Sean: As you mentioned, it is a hugely profitable business. I think the coronavirus has brought into focus this trade and consumption of wild animals, and we should have learned our lesson after SARS, which came from a civet cat; we were eating wild animals which shouldn’t have been in our possession. The pangolin is the most illegally traded animal on the planet and it is used widely in Chinese medicine because of its supposed medicinal qualities (same as the rhino). There’s no scientific basis for this, but how do we get rid of these false beliefs? This is one of the hardest things to do from a conservation point of view. Behavioural change is really one of the most difficult things to do- it takes a huge amount of celebrity and government endorsement or messaging to try and change a belief system.

EO: Sean headed a protest calling for the banning of the ivory trade in Hong Kong in 2016; have you seen any progress since then? I understand that at the time the government promised to ban the trade within 5 years, have you seen any progress with this?

Sean: Absolutely! The government has banned it now since our efforts and lobbying. It wasn’t just us doing it, there were many charities involved. The ban was going to go into effect from 2021, but there have been some legal challenges. The businesses that will be put out of businesses have called for compensation and I don’t think the government has quite figured this out, but they have known that this is a bad business for decades. There will still be some of this illegal trade going on; the killing will still go on in Africa. 

There is progress though- the shark fin trade has gone down by half in China and 90% of Chinese people would be willing to abandon shark fin. It shows you there is progress, but everyone needs to get on board, which takes a long time.

EO: Can you tell us about a moment or experience during your travels that you found most shocking?

Sean: There’s many, but when I was in South Africa for a wedding, a rhino had been shot outside the safari area and she was pregnant with a fetus inside its stomach. It was one of the most horrific things I have ever seen or experienced. 

I’ve seen elephants with their trunks cut off and forests in Borneo cut down. When you look at it from a holistic perspective as a species living within an ecosystem, there is nothing smart about this. We have what I call an insanity gene because we don’t see our connection with nature; we see ourselves as being separate and distinct from it. 

EO: From your experience, what narrative or imagery converts people to the cause most effectively?
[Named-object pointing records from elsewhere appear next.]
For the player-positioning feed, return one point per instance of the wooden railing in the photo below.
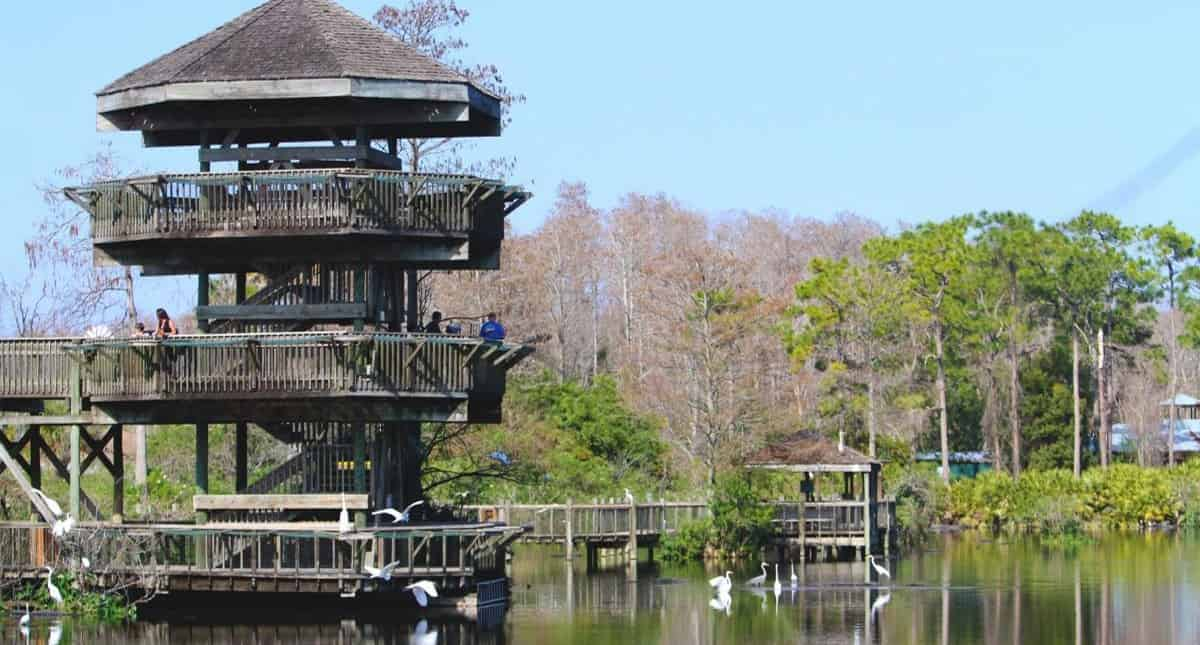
(300, 202)
(222, 365)
(159, 552)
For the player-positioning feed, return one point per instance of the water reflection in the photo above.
(1137, 590)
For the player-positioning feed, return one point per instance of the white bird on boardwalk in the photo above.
(63, 526)
(423, 590)
(879, 570)
(423, 636)
(759, 580)
(399, 516)
(55, 595)
(49, 504)
(343, 518)
(381, 573)
(723, 584)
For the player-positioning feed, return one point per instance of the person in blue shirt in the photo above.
(491, 330)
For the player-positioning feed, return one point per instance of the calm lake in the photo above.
(960, 590)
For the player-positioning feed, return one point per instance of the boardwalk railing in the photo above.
(611, 522)
(298, 202)
(223, 365)
(177, 556)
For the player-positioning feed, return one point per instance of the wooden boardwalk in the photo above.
(289, 558)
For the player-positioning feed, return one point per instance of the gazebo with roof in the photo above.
(852, 518)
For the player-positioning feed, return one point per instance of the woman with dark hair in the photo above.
(166, 325)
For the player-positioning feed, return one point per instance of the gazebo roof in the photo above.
(810, 452)
(295, 64)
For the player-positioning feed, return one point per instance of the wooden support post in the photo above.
(202, 299)
(412, 308)
(239, 288)
(360, 468)
(202, 458)
(570, 531)
(35, 460)
(240, 457)
(118, 474)
(75, 471)
(631, 546)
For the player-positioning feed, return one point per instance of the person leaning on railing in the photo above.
(492, 330)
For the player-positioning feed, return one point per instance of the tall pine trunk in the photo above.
(1074, 396)
(1014, 385)
(943, 425)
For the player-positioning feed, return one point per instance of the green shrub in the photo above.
(689, 542)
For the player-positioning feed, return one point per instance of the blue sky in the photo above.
(898, 112)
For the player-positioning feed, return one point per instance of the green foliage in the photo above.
(689, 543)
(741, 522)
(78, 600)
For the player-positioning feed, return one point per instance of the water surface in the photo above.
(960, 590)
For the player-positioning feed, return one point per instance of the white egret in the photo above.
(880, 602)
(343, 518)
(63, 526)
(423, 636)
(423, 590)
(879, 570)
(49, 504)
(723, 584)
(759, 580)
(381, 573)
(55, 595)
(399, 516)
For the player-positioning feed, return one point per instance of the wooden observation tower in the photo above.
(298, 109)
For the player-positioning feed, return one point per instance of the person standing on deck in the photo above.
(492, 330)
(435, 325)
(166, 325)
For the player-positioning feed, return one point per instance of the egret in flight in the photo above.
(759, 580)
(723, 584)
(399, 516)
(879, 570)
(55, 595)
(423, 590)
(381, 573)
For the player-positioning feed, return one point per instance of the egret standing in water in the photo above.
(399, 516)
(55, 595)
(759, 580)
(879, 570)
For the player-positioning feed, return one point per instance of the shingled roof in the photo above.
(289, 40)
(808, 448)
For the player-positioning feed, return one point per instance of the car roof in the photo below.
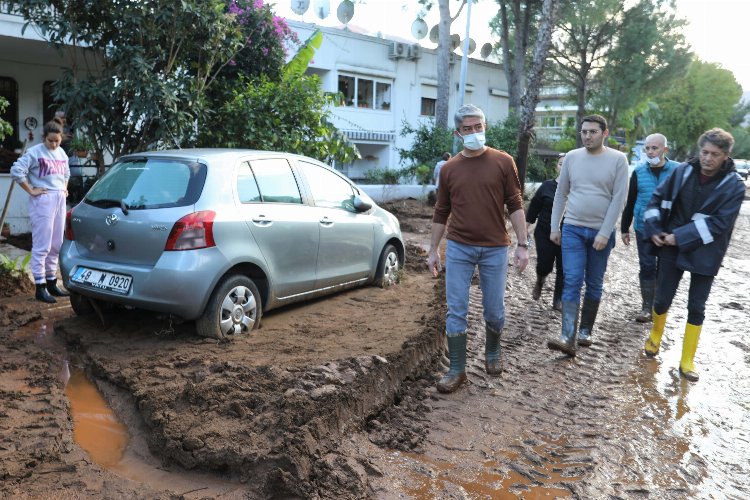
(209, 155)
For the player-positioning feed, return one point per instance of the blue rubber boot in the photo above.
(457, 373)
(589, 310)
(567, 341)
(492, 363)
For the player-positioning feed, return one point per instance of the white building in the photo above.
(556, 111)
(385, 82)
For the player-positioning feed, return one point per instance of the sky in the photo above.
(717, 29)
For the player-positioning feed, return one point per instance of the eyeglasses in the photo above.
(479, 127)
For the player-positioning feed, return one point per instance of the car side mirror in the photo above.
(361, 205)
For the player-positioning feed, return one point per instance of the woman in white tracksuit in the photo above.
(43, 172)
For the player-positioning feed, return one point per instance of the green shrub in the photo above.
(13, 266)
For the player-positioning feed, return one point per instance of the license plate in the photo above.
(104, 280)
Sean Lee-Davies: There has to be a constant stream of activities- we’ve done TV shows, photo exhibitions, magazine articles, marches on the street,street art festivals and gala dinners. You have to do a bit of  everything these days to get people to really care. At the end of the day, education is the key: I feel that the young kids now are far more connected to this because they have access to a lot of information. When I was a teenager, I didn’t have the information that we now have at our disposal. It gives me hope.